エディンバラのマレーフィールドで行われたカルカッタ・カップ(シックネーションズのスコットランド対イングランド戦と、その勝者に与えられるトロフィー)は、スコットランドが10年ぶりにイングランドを25-13で破る番狂わせを起こした。 この結果…

 エディンバラのマレーフィールドで行われたカルカッタ・カップ(シックネーションズのスコットランド対イングランド戦と、その勝者に与えられるトロフィー)は、スコットランドが10年ぶりにイングランドを25-13で破る番狂わせを起こした。
 この結果、同節でウエールズを下したアイルランドが唯一全勝を守り単独首位、1敗で並ぶイングランドとスコットランドは、ボーナスポイントの差でイングランドが2位に付ける結果となっている。

 試合は、立ち上がりからイングランドが猛攻を見せた。幾度となくスコットランド陣に攻め入る。しかし、度重なるターンオーバーと反則で、トライに結びつけることができなかった。
 この試合最初のトライは16分に生まれた。スコットランドのグレイグ・レイドロー(SH)と、イングランドのオーウェン・ファレル(CTB)がともにPGで得点した後だった。スコットランドのフィン・ラッセル(SO)がイングランド陣内で、ディフェンスの裏にグラバーキックを転がし、ヒュー・ジョーンズ(CTB)が上手く拾ってトライ。ゴールも決まり、10-3とリードした。

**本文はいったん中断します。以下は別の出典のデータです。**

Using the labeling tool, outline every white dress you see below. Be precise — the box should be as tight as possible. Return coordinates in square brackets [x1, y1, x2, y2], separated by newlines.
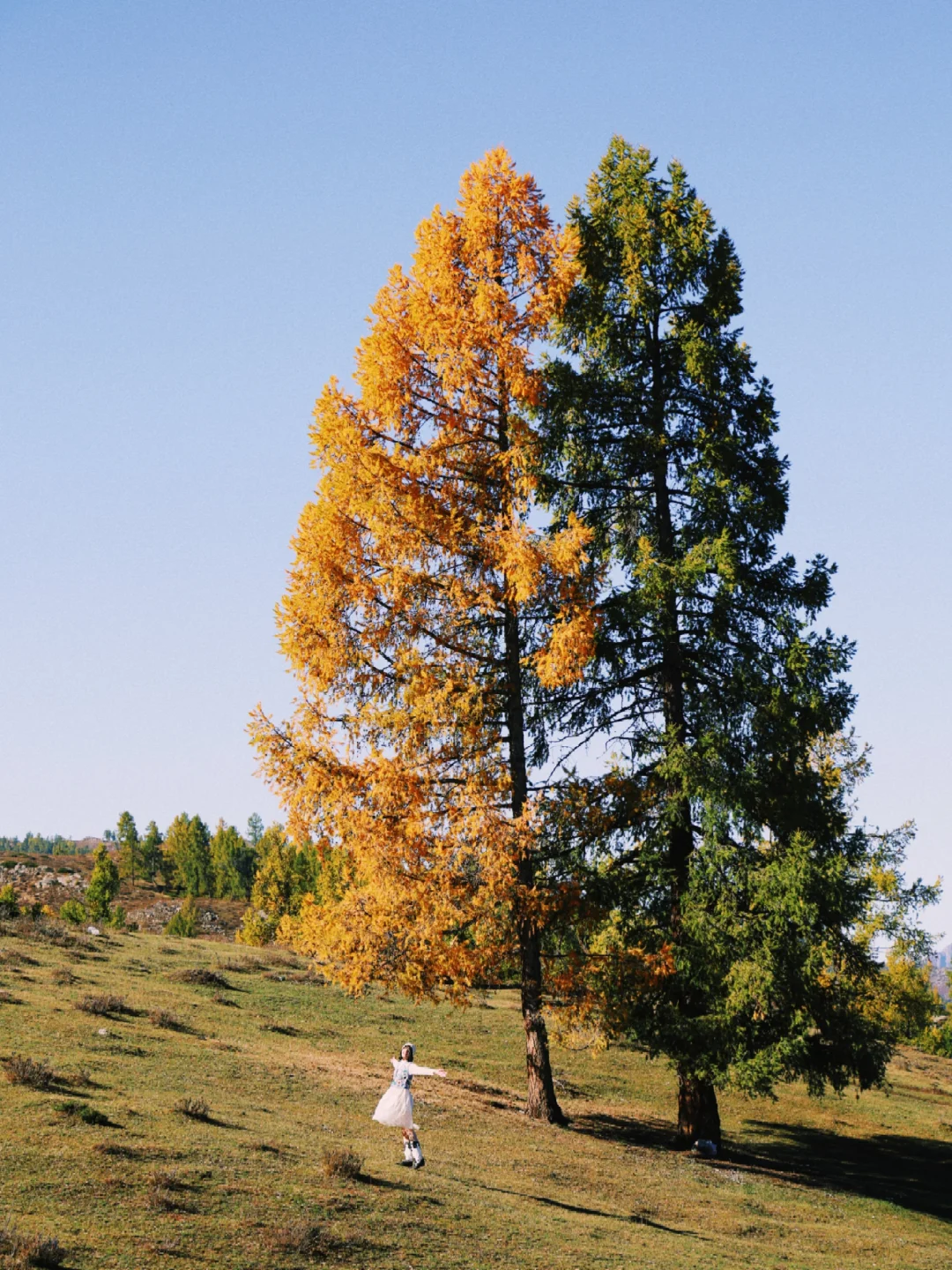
[372, 1058, 436, 1129]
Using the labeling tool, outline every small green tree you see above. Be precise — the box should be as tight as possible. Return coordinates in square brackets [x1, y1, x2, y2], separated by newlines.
[164, 895, 198, 940]
[139, 820, 164, 881]
[248, 811, 264, 847]
[211, 820, 257, 900]
[60, 900, 86, 926]
[236, 825, 321, 945]
[86, 843, 119, 922]
[162, 811, 214, 895]
[874, 942, 943, 1042]
[115, 811, 142, 886]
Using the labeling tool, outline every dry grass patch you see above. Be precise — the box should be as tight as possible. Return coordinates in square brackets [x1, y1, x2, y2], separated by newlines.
[76, 992, 136, 1019]
[3, 1054, 58, 1090]
[321, 1147, 363, 1180]
[264, 1218, 330, 1258]
[173, 1099, 212, 1122]
[148, 1010, 190, 1031]
[146, 1186, 196, 1213]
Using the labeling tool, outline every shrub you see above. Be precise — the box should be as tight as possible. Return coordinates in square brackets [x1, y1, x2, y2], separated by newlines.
[259, 1022, 301, 1036]
[148, 1169, 188, 1190]
[146, 1186, 194, 1213]
[165, 895, 198, 940]
[93, 1142, 142, 1160]
[4, 1054, 57, 1090]
[914, 1019, 952, 1058]
[173, 1099, 212, 1120]
[321, 1147, 363, 1178]
[148, 1010, 188, 1031]
[53, 1099, 112, 1125]
[0, 1221, 66, 1270]
[106, 904, 126, 931]
[60, 900, 86, 926]
[76, 992, 135, 1017]
[221, 956, 264, 974]
[169, 969, 231, 990]
[265, 1219, 329, 1258]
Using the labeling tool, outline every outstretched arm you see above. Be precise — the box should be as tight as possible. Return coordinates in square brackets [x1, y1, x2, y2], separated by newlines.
[407, 1063, 447, 1076]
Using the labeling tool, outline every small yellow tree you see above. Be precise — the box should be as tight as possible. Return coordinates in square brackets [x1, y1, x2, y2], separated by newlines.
[253, 150, 594, 1120]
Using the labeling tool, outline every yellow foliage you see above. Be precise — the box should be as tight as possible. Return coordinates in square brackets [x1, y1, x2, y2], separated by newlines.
[253, 150, 595, 999]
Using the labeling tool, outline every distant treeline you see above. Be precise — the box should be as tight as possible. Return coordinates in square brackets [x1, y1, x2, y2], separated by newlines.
[0, 833, 93, 856]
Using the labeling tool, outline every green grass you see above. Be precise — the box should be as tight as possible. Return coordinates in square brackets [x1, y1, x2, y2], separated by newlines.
[0, 923, 952, 1270]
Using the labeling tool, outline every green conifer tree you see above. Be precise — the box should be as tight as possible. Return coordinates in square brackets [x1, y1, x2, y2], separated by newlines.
[85, 842, 119, 922]
[115, 811, 142, 886]
[164, 811, 214, 897]
[546, 138, 929, 1140]
[211, 820, 257, 900]
[141, 820, 164, 881]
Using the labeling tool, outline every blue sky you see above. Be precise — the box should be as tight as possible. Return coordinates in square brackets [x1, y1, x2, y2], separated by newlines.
[0, 0, 952, 931]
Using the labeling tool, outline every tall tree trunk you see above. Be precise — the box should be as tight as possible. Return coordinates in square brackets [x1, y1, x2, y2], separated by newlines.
[650, 318, 695, 909]
[678, 1067, 721, 1147]
[499, 385, 565, 1124]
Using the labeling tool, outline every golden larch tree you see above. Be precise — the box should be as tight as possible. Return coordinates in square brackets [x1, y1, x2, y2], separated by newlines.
[253, 148, 594, 1122]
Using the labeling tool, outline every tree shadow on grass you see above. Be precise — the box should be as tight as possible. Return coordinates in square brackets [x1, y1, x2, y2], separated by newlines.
[570, 1114, 952, 1221]
[444, 1175, 707, 1239]
[569, 1111, 678, 1151]
[729, 1120, 952, 1221]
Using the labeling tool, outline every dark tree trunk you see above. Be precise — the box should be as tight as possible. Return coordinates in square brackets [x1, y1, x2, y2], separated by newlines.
[499, 385, 565, 1124]
[651, 318, 695, 914]
[520, 930, 565, 1124]
[678, 1068, 721, 1147]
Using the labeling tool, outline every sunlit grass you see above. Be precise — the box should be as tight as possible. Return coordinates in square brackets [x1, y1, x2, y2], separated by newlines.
[0, 929, 952, 1270]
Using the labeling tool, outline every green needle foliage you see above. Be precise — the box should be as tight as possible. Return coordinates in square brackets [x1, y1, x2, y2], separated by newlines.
[85, 845, 119, 922]
[115, 811, 142, 886]
[546, 138, 931, 1139]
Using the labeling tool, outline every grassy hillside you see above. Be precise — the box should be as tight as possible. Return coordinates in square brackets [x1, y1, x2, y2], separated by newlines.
[0, 922, 952, 1270]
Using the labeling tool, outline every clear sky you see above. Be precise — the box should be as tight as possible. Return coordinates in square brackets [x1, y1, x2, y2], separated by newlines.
[0, 0, 952, 931]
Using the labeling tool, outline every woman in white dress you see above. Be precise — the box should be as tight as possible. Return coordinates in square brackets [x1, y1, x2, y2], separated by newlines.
[373, 1042, 447, 1169]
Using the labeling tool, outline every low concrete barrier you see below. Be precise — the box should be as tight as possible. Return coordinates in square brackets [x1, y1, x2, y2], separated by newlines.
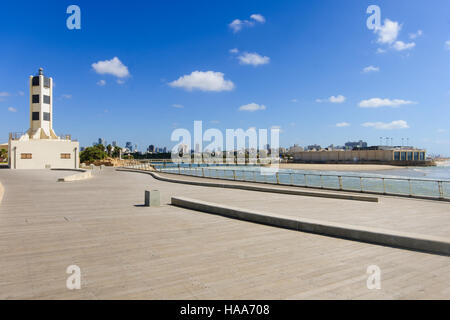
[117, 169, 378, 202]
[58, 170, 92, 182]
[171, 197, 450, 255]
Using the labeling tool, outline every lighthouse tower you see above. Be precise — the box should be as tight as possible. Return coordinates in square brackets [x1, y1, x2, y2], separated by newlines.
[27, 68, 58, 139]
[8, 68, 80, 169]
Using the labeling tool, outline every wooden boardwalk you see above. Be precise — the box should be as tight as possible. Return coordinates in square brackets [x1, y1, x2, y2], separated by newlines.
[0, 169, 450, 299]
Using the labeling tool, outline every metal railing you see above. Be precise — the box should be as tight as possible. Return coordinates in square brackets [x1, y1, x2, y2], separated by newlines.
[123, 163, 450, 201]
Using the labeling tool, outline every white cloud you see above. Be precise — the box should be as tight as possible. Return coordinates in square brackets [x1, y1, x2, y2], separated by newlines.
[250, 13, 266, 23]
[328, 95, 345, 103]
[374, 19, 402, 44]
[92, 57, 130, 78]
[363, 66, 380, 73]
[169, 71, 234, 92]
[392, 41, 416, 51]
[316, 95, 346, 103]
[409, 30, 423, 39]
[239, 102, 266, 112]
[362, 120, 409, 130]
[228, 14, 266, 33]
[359, 98, 415, 108]
[238, 52, 270, 66]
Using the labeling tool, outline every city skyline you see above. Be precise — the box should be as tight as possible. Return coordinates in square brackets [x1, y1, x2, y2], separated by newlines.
[0, 1, 450, 155]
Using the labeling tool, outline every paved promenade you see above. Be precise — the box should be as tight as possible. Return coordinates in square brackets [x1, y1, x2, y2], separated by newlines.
[0, 168, 450, 299]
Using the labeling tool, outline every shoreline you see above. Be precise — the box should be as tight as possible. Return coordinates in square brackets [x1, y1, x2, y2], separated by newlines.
[279, 163, 407, 171]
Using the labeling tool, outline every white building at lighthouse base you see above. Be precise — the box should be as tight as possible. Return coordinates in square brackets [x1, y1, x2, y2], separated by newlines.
[8, 138, 80, 169]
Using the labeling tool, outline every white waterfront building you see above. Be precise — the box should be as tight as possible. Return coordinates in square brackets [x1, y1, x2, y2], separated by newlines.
[8, 68, 80, 169]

 その後もスコットランドは、イングランドBKのディフェンスを再三に渡り切り裂いた。32分にはショーン・マイトランド(WTB)、38分にはジョーンズがこの日2つ目のトライを挙げる。22-6とリードを広げて、前半を終了した。
 大方の予想を裏切る形で前半を大きなリードで折り返すスコットランドのジョン・バークレー主将(FL)は、ハーフタイムに「前半の勢いを保ちながらも、後半はキックを交えてバランスよく戦おうと話した」と試合後に振り返った。

 後半に入ると、ハーフタイムでエディー・ジョーンズ監督にゲキを飛ばされたか、イングランドは早速猛攻を見せた。43分に魅せたのはファレルだ。スコットランド陣22メートルライン付近で、ミスマッチを突く。ディフェンラインに並ぶFWの間を見事に抜け、そのままトライまで持っていき、22-13と反撃を開始した。
 その後もイングランドは、果敢な展開から再三に渡りスコットランド陣に侵入した。しかし、チャンスの場面でのブレークダウンで反則やミスを繰り返し、得点に結びつけることができない。さらに65分には途中出場のサム・アンダーヒル(FL)が、ノーバインドのタックルでイエローカードを受け、反撃の勢いを削いでしまう。このPGをラッセルが決め(62分)、25-13とリードを広げた(それまでのキッカー、SHレイドローはアリー・プライス)。

 終盤に必死の攻撃を見せたイングランドだが、この日トータルで13を数え、特にチャンスでのラックで目立った反則は最後まで改善されなかった。そのままノーサイド。ホームでの大観衆を前に宿敵イングランドを倒したスコットランドは、歓喜の雄叫びを挙げた。
 スコットランドのグレガー・タウンゼント監督は、「この試合がどれほど大きな意味を持つかは、皆よく分かっていた。選手たちはプライドを持って、素晴らしい強度と正確性でプレーする事ができた」と振り返った。
 一方で、この試合で就任以来2度目の敗戦を喫したイングランドのエディー・ジョーンズ監督は、「今日は前半の立ち上がりがよく無かったが、人間である以上こういう時もある。スコットランドは素晴らしいプレーを見せた。なぜこんなにもペナルティを取られたかについては、じっくりと分析する必要がある。このゲームからは、多くの事を学んだ」と口惜しさを滲ませた。

 本命とされたイングランドが敗れ、全勝のアイルランドを、1敗のイングランドとスコットランドが追う展開となった、今年のシックスネーションズ。